Pada hari ke-70 (10 Mei 2020), IDEAS memproyeksikan dengan tindakan moderat kasus infeksi COVID-19 berada di kisaran 110 ribu kasus, namun dengan tindakan tegas dapat ditekan hingga kisaran 30 ribu kasus.

“Tindakan ini akan menjadi tidak berguna jika terlambat dilakukan. Dengan pola saat ini, tanpa perubahan kebijakan, kasus infeksi COVID-19 akan menembus 200 ribu kasus pada hari ke-70," kata pimpinan lembaga think tank Dompet Dhuafa tersebut.

IDEAS melihat bahwa kondisi saat ini sudah memenuhi kondisi kedaruratan kesehatan masyarakat. Yusuf mengatakan IDEAS mendorong pemerintah pusat secepatnya mengambil tindakan tegas sesuai UU No. 6/2018 tentang Kekarantinaan Kesehatan.

Dalam jangka pendek (satu pekan), IDEAS merekomendasikan: (i) Menetapkan Karantina Total Jabodetabek, Karantina Jakarta saja tidak memadai, karena telah bersatunya aktivitas warga Jabodetabek, dan (ii) Menetapkan Pembatasan Sosial Berskala Besar di Jawa di luar Jabodetabek, terutama melarang aktivitas mudik/pulang kampung.

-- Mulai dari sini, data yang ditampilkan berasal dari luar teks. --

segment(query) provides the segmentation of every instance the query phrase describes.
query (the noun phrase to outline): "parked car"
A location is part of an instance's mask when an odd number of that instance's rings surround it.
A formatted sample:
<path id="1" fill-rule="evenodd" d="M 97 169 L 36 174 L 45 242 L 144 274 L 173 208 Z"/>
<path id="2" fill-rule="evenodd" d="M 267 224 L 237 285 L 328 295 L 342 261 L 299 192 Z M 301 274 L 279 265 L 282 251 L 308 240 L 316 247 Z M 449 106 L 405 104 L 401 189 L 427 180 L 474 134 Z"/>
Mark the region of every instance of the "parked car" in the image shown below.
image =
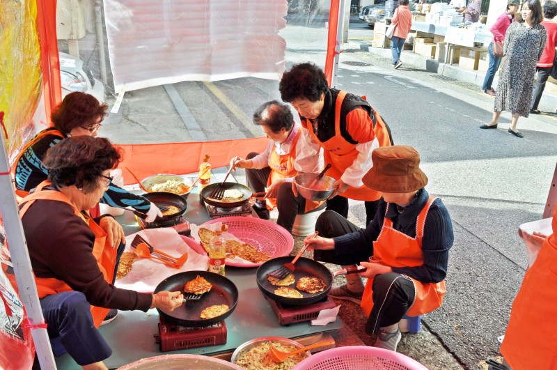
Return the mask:
<path id="1" fill-rule="evenodd" d="M 439 2 L 449 3 L 449 1 L 450 0 L 425 0 L 426 3 L 434 3 Z M 385 2 L 386 0 L 380 0 L 377 3 L 368 5 L 368 6 L 364 6 L 362 8 L 359 16 L 360 21 L 367 23 L 368 26 L 373 28 L 376 22 L 382 20 L 387 15 L 387 13 L 385 11 Z M 411 11 L 414 10 L 414 2 L 411 1 L 409 4 L 409 8 Z M 394 8 L 393 11 L 394 11 L 397 7 L 398 7 L 398 1 L 397 0 L 394 0 Z"/>
<path id="2" fill-rule="evenodd" d="M 60 80 L 62 83 L 62 98 L 74 91 L 87 93 L 104 102 L 104 85 L 93 77 L 91 70 L 84 65 L 83 61 L 69 54 L 58 53 Z"/>

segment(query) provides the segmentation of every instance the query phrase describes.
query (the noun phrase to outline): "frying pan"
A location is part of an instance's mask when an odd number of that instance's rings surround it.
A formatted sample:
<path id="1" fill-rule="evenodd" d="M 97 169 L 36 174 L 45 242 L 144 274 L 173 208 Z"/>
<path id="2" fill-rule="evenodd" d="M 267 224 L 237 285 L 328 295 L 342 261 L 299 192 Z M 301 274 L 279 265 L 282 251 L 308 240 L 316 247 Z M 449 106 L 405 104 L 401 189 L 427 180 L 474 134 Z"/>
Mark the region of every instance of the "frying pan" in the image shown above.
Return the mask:
<path id="1" fill-rule="evenodd" d="M 142 195 L 146 198 L 149 201 L 152 201 L 155 206 L 173 206 L 178 208 L 178 211 L 175 213 L 170 215 L 164 215 L 162 217 L 157 217 L 155 221 L 168 221 L 173 219 L 186 211 L 187 208 L 187 202 L 183 196 L 173 193 L 166 193 L 163 192 L 154 192 L 152 193 L 147 193 Z"/>
<path id="2" fill-rule="evenodd" d="M 294 257 L 292 256 L 287 256 L 285 257 L 277 257 L 276 259 L 269 259 L 262 265 L 259 266 L 256 273 L 256 278 L 257 279 L 257 286 L 261 291 L 271 298 L 283 305 L 292 305 L 295 306 L 300 306 L 302 305 L 309 305 L 315 303 L 321 300 L 327 296 L 331 286 L 333 285 L 333 275 L 325 266 L 313 261 L 313 259 L 301 257 L 294 265 L 295 268 L 294 270 L 294 277 L 296 282 L 301 277 L 315 277 L 321 279 L 325 282 L 325 288 L 322 292 L 317 292 L 314 293 L 309 293 L 307 292 L 299 291 L 303 295 L 302 298 L 289 298 L 288 297 L 283 297 L 282 295 L 277 295 L 274 293 L 275 289 L 280 288 L 272 285 L 267 278 L 267 274 L 272 271 L 276 270 L 282 266 L 284 263 L 292 262 Z M 296 283 L 290 285 L 288 288 L 296 288 Z"/>
<path id="3" fill-rule="evenodd" d="M 213 199 L 210 196 L 210 195 L 212 192 L 213 192 L 214 188 L 217 186 L 220 186 L 221 183 L 216 183 L 205 187 L 199 194 L 201 196 L 201 199 L 206 203 L 210 204 L 211 206 L 214 206 L 215 207 L 220 207 L 221 208 L 232 208 L 242 206 L 244 203 L 247 202 L 248 200 L 249 200 L 249 199 L 251 197 L 251 189 L 247 186 L 239 184 L 237 183 L 224 183 L 222 184 L 222 187 L 224 187 L 225 191 L 230 189 L 240 190 L 244 194 L 244 196 L 235 201 L 223 201 Z"/>
<path id="4" fill-rule="evenodd" d="M 238 289 L 234 283 L 223 276 L 208 271 L 186 271 L 170 276 L 159 283 L 155 293 L 162 291 L 184 292 L 186 282 L 193 280 L 197 275 L 205 277 L 213 287 L 198 300 L 184 301 L 182 306 L 172 312 L 157 309 L 159 315 L 164 318 L 167 323 L 187 327 L 202 327 L 220 323 L 236 308 L 238 302 Z M 201 318 L 201 311 L 215 305 L 228 305 L 230 309 L 212 318 Z"/>

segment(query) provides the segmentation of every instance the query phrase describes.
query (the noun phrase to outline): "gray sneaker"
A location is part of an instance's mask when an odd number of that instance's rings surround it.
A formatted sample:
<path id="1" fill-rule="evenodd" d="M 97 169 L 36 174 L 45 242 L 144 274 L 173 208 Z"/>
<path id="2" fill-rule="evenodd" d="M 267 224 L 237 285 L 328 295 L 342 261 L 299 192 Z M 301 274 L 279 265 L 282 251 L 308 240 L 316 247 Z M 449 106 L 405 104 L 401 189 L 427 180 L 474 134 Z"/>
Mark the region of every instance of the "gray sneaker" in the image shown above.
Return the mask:
<path id="1" fill-rule="evenodd" d="M 346 284 L 337 286 L 336 288 L 331 288 L 329 291 L 329 295 L 337 300 L 350 300 L 358 305 L 361 305 L 361 296 L 363 295 L 363 292 L 354 293 L 350 291 L 347 288 Z"/>
<path id="2" fill-rule="evenodd" d="M 396 328 L 396 332 L 393 333 L 379 329 L 377 333 L 377 339 L 373 346 L 396 352 L 396 346 L 398 346 L 398 342 L 400 341 L 402 337 L 402 334 L 400 334 L 400 330 L 398 327 Z"/>

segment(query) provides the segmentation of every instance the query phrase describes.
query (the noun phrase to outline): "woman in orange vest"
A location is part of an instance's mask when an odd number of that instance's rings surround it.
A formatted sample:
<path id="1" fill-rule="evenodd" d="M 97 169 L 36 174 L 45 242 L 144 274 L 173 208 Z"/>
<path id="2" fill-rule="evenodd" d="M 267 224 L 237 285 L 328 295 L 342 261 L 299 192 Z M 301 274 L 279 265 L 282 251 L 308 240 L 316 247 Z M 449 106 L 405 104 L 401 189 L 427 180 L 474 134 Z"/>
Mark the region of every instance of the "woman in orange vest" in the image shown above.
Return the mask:
<path id="1" fill-rule="evenodd" d="M 49 148 L 66 137 L 97 136 L 107 115 L 107 106 L 100 104 L 94 96 L 79 91 L 68 94 L 56 106 L 51 116 L 54 128 L 43 130 L 30 140 L 19 152 L 12 165 L 12 176 L 15 193 L 23 198 L 38 185 L 47 179 L 47 169 L 42 162 Z M 151 222 L 157 216 L 162 217 L 160 210 L 145 197 L 132 194 L 111 184 L 101 201 L 113 207 L 132 207 L 147 214 L 146 220 Z"/>
<path id="2" fill-rule="evenodd" d="M 347 284 L 331 289 L 331 295 L 360 303 L 368 316 L 366 332 L 377 335 L 375 346 L 396 350 L 405 314 L 441 307 L 454 236 L 445 206 L 424 189 L 427 178 L 414 148 L 378 148 L 362 180 L 382 195 L 373 221 L 359 229 L 324 212 L 315 225 L 322 236 L 304 242 L 322 249 L 320 261 L 367 268 L 359 274 L 368 278 L 365 288 L 359 276 L 347 275 Z"/>
<path id="3" fill-rule="evenodd" d="M 253 123 L 269 138 L 261 154 L 249 153 L 245 160 L 236 157 L 230 161 L 246 169 L 248 186 L 254 192 L 265 192 L 253 205 L 260 218 L 269 219 L 269 210 L 278 210 L 276 223 L 292 233 L 298 214 L 308 213 L 324 206 L 323 201 L 308 201 L 295 195 L 292 182 L 298 172 L 318 172 L 323 167 L 323 156 L 319 148 L 305 146 L 300 139 L 303 131 L 295 124 L 290 109 L 276 100 L 267 102 L 253 114 Z"/>
<path id="4" fill-rule="evenodd" d="M 501 346 L 515 370 L 557 369 L 557 206 L 551 229 L 549 237 L 538 236 L 542 249 L 524 275 Z"/>
<path id="5" fill-rule="evenodd" d="M 371 168 L 372 151 L 392 144 L 383 118 L 365 98 L 328 87 L 323 71 L 311 63 L 284 72 L 278 88 L 300 116 L 304 145 L 316 151 L 322 148 L 325 164 L 332 165 L 327 174 L 337 180 L 337 189 L 327 209 L 347 217 L 348 199 L 364 201 L 368 224 L 380 195 L 364 186 L 361 178 Z"/>
<path id="6" fill-rule="evenodd" d="M 183 300 L 180 292 L 143 293 L 112 284 L 123 229 L 111 217 L 93 219 L 86 210 L 102 196 L 120 160 L 107 139 L 63 140 L 45 157 L 48 180 L 19 205 L 49 336 L 59 337 L 84 369 L 107 369 L 102 361 L 112 350 L 97 327 L 109 309 L 172 311 Z"/>

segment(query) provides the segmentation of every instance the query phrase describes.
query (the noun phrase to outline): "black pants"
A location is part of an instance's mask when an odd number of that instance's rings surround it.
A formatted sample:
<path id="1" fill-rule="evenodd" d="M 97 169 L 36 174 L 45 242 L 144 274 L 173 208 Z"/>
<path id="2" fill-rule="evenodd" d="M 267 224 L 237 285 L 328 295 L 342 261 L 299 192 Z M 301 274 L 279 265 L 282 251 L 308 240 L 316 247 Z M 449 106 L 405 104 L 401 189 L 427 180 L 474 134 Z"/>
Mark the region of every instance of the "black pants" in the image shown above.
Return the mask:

“Dalam jangka menengah (dua hingga tiga pekan), kami merekomendasikan: satu menetapkan Karantina Pulau Jawa secara total. Dengan kepadatan penduduk Jawa di kisaran 1.100 jiwa per Kilometer persegi, lima kali lipat lebih padat dari Italia, menjadi krusial membatasi aktivitas Jawa secara masif. Pembatasan Sosial Berskala Besar di Wilayah Indonesia selain Jawa. Dua, Meski kepadatan penduduk luar Jawa rendah, namun karena penyebaran wabah telah meluas di hampir seluruh wilayah, tetap dibutuhkan pembatasan sosial berskala besar untuk menekan penyebaran di luar Jawa," kata Yusuf Wibisono.